Ese cada vez más extraño lujo de la buena educación tiene oportunidad de ponerse de manifiesto en los comportamientos con respecto al tráfico rodado, cada día que pasa más improcedentes y así por más gente practicados.
A pesar de las duras sanciones cada vez también se respetan menos las señales y espacios reservados para discapacitados. La falta de consideración a los demás es casi una norma general; se ensordece al que circula por delante con prohibidos e impacientes bocinazos; se va buscando lugar de aparcamiento con desesperante lentitud y sin tener en cuenta para nada a los que por detrás se van apelotonando; la misma lentitud con que tantos se acercan a los semáforos abiertos, acelerando con mala uva para pasar tan solo ellos y poner a prueba la paciencia a retaguardia.

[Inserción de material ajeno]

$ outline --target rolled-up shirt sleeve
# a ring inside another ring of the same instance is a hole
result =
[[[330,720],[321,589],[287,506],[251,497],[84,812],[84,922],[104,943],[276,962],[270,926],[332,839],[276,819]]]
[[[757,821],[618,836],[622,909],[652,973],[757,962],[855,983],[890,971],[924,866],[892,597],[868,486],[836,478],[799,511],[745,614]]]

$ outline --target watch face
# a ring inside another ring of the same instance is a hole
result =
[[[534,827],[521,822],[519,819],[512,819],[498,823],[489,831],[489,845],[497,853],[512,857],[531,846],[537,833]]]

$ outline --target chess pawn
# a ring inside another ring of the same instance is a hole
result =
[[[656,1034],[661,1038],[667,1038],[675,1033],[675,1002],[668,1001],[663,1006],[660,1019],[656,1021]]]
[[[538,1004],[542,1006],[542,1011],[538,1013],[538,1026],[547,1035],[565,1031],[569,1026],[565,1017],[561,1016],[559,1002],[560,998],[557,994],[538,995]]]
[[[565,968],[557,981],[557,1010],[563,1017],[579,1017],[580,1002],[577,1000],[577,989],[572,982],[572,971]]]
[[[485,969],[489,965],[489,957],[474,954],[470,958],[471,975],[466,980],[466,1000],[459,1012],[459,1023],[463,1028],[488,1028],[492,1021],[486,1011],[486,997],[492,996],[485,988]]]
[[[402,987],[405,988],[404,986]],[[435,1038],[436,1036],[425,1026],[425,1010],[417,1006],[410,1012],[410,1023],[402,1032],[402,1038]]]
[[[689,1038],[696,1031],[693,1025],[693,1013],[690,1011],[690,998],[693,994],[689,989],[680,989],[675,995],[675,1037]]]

Y qué decir de los aparcamientos, lentos y repetitivos, sobre todo si se trata de mujeres -perdóneme el exceso feminista – hasta la desesperación de los que esperan.
Tanta exigencia como prolifera para el ejercicio de cualquier prestación, hay dos fundamentales para las que todo el mundo cree servir y que se terminan ejerciendo solo empeñándose en ello: ser padres y conducir. ¿No creen ustedes que debería existir norma para lo primero y ser más exigentes para lo segundo? La sociedad se libraría de tantos padres/madres insensatos e irresponsables y como consecuencia funestos progenitores y peores gorrones de todo su entorno; como se vería libre de tanto conductor/a torpe, principalmente por falta de práctica y miedo; esos/esas aferrados a los volantes como si de salvavidas se tratara.

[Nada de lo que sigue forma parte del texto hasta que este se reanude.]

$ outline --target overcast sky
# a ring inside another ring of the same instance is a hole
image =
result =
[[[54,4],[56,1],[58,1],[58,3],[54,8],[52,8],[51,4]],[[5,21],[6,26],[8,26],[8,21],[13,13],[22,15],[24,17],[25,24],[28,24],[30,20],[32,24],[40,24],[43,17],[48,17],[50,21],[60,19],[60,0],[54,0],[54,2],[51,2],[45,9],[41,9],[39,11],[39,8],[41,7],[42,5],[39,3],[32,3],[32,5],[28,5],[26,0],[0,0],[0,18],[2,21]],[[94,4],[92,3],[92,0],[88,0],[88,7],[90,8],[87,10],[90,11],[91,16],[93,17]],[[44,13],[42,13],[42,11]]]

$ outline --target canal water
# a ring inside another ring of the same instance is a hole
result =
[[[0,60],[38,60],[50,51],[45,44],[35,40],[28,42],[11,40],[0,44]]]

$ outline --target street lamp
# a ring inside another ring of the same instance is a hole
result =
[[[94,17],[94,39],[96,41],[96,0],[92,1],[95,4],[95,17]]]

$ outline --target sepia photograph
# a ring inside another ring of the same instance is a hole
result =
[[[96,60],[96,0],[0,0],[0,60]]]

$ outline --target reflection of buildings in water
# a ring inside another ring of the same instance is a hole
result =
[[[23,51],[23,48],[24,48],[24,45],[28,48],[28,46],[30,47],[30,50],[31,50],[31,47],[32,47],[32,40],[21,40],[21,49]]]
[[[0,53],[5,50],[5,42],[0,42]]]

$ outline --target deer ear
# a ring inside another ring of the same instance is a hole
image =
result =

La plaga de los malos taxistas, tan excesivamente numerosos y muchos mal preparados para ejercer su oficio, al menos en el sufrido Madrid, que, lejos de circular por su reservado carril, se dedican a ocupar todos, marchando con sus verdes lucecitas de «libre» desesperada y desconsideradamente despacio a la espera de cliente y reventando al conductor que si se motoriza es porque tiene prisa.

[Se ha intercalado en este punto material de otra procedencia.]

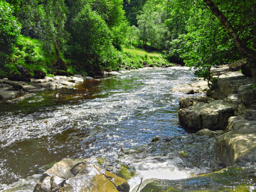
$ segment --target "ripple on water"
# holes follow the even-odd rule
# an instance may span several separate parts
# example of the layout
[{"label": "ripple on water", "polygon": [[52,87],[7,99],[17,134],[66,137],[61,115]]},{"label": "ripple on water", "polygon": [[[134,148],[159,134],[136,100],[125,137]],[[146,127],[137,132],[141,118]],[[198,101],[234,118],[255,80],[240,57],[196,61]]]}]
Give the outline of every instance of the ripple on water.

Por no hablar de los abusos de carga y descarga, fuera de sus áreas reservadas, en segunda fila e incluso cortando calles y a cualquier hora. Parece como si el trabajo lo justificase todo.
En ningún otro episodio de tráfico se pone más de manifiesto la buena o mala educación del individuo como en los pasos de cebra. Tantas cosas como la autoridad de trafico explica o recomienda, no tanto para evitar accidentes e incidentes como para satisfacer su furia recaudatoria, podría recordar a peatones y conductores que esos pasos son una señal de cortesía y no una obligación absoluta. Cierto que en ellos tiene preferencia el peatón, pero preferencia no significa imposición en toda circunstancia. Y hay muchas en las que el peatón puede y debe esperar, y no lanzarse a pasar sin mirar, como si de un semáforo se tratara, o charlando o entontecidos con el maldito móvil. Y nada digamos de la actitud del peatón, siempre pronto a increpar al conductor que no respeta el paso, e indiferente a agradecer que se le permita aunque la circunstancia le sea desfavorable.
Y para que molestarse en quejarse del afán retribuido multador de los agentes de movilidad y de estacionamiento regulado municipales, carentes de la menor consideración y confundiendo tantas veces la obligación perentoria de detenerse unos minutos en segunda fila, sin parar el motor, con los intermitentes puestos y el conductor dentro, con el sancionable estacionamiento prolongado en doble fila. Los malditos cochecitos fotografiadores y los motoristas de última hornada, empapelan y empapelan sin piedad a nuestros bolsillos, sin preguntar ni avisar a las víctimas.